Выбрать главу

— Юлиана, могу я просить тебя поторопиться? Пора ехать! — сказал вдруг барон Майнау, прерывая разговор.

Он подошел к своей молодой жене и указал ей на свои часы, ослепившие ее холодным блеском крупных бриллиантов. Она испуганно вздрогнула — в первый раз этот голос произнес ее имя; правда, барон говорил ласково, но как чуждо и холодно прозвучало оно в его устах! Даже строгая и бездушная мать никогда так не называла ее… Она слегка поклонилась ему и всем присутствующим и в сопровождении Ульрики вышла из зала.

Молча и торопливо, будто преследуемые, поспешили сестры наверх, в свою общую комнату.

— Лиана, он страшен! — вскричала Ульрика, когда дверь за ними затворилась, и, заливаясь слезами, обыкновенно спокойная и невозмутимая девушка бросилась на диван и спрятала свое лицо в подушках.

— Тише, тише, не надрывай мне сердца! Разве ты ожидала чего-нибудь другого? Я — нет, — убеждала ее Лиана, и горькая улыбка мелькнула на ее побледневшем лице.

Она осторожно сняла с головы миртовый венок и положила его в ящик, где до сих пор хранились разные вещицы, напоминавшие об институтской жизни… Через несколько минут подвенечный наряд был заменен серым дорожным платьем и круглой шляпкой с густой вуалью, подвязанной у шеи бантом, а изящные ручки затянуты в перчатки.

— А теперь пройдем в последний раз к отцу, — сказала торопливо Лиана и взяла зонтик.

— Подожди еще минуту, — попросила Ульрика.

— Не задерживай меня, я не должна заставлять Майнау ждать, — серьезно произнесла Лиана.

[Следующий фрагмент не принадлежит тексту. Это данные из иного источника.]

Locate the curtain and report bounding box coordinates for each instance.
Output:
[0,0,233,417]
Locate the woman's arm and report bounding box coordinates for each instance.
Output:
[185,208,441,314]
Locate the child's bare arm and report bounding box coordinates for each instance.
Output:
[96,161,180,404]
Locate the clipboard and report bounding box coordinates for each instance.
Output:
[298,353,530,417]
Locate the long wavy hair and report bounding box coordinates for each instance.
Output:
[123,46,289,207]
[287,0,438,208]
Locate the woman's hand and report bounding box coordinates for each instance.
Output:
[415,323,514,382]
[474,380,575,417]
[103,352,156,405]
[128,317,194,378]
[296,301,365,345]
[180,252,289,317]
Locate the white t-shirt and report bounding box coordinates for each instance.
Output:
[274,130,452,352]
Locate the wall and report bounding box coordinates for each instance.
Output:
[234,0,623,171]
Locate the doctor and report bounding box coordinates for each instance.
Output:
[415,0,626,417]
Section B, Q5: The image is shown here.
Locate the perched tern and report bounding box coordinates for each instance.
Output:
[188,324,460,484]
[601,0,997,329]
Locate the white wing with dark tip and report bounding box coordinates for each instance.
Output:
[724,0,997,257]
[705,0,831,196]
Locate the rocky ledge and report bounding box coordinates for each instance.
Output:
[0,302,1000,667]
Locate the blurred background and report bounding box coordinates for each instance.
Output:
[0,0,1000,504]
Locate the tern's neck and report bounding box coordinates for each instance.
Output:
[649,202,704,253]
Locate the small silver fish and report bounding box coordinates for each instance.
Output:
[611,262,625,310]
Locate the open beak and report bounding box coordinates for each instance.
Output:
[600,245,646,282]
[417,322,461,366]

Она обняла сестру и вместе с ней вышла из комнаты.

Так называемая мраморная галерея находилась в бельэтаже, как раз над террасой, примыкавшей к залу, где подавался свадебный завтрак.

В полумраке из-за прикрытых ставней сестры прошли ее всю и достигли противоположного конца, где дневной свет скупо просачивался сквозь узенькие щели ставней и бросал бледные полосы на блестевший, как зеркало, красивый мраморный пол. Ульрика бесшумно отворила ставень. Оставляя в тени все портреты красноволосых рыцарей, свет сосредоточился на изображении почтенного старика, сидевшего у темного бархатного занавеса, положив на стол полную белую руку. Отличительная черта рода Трахенбергов — огненно-рыжий цвет волос и усов — заменилась здесь необыкновенно мягким серебристым оттенком.

— Милый, милый папа! — прошептала Лиана, простирая к нему сложенные руки.

Она была его любимицей, его сокровищем, его гордостью; сонная головка девушки часто покоилась на его груди, и даже во время борьбы со смертью ее одну ласкала его холодеющая рука.

Сбоку виднелся другой портрет, на котором изображена была высокая, худая, застывшая женская фигура. Длинный шлейф ее платья был окаймлен горностаем, желтоватый цвет обнаженных плеч резко подчеркивал белизну меха, на взбитых волосах сверкала маленькая корона. То была бабушка Лианы по отцовской линии, тоже принцесса одного из мелких германских княжеств. Под туго стянутой шнуровкой билось сердце, которое ни разу в жизни не было согрето теплым чувством любви; ясные глаза безжалостно смотрели на внучку, с разбитым сердцем и слезами оставлявшую старый родовой замок, чтобы вступить в новую, блестящую и богатую жизнь. Сухая рука, державшая веер, осыпанный бриллиантами, простерта была в глубину зала, как будто, указывая на весь этот ряд портретов, бабушка хотела сказать: «Это все супружества по расчету со знаменитыми родами — призвание их не в любви, а в умении вечно властвовать…»

И новобрачной почудилось, как будто дрогнули уста предков и шепот пробежал по бесконечной галерее, но то был всего лишь сквозной ветер, ворвавшийся в отворенное окно. Внизу, на террасе, раздались торопливые мужские шаги и смолкли как раз под окном галереи. Сестры украдкой посмотрели вниз. Барон Майнау стоял вполоборота к перилам террасы и смотрел вдаль. Теперь он вовсе не походил на холодного, сдержанного жениха, так пунктуально и безукоризненно совершившего все формальности брачного обряда. Он, видимо, старался сбросить с себя все то, что хотя бы на короткое время принудило его гордую и пылкую натуру сыграть шаблонную роль. Он, совершенно готовый к отъезду, курил сигару, голубоватый дымок которой поднимался до самой мраморной галереи.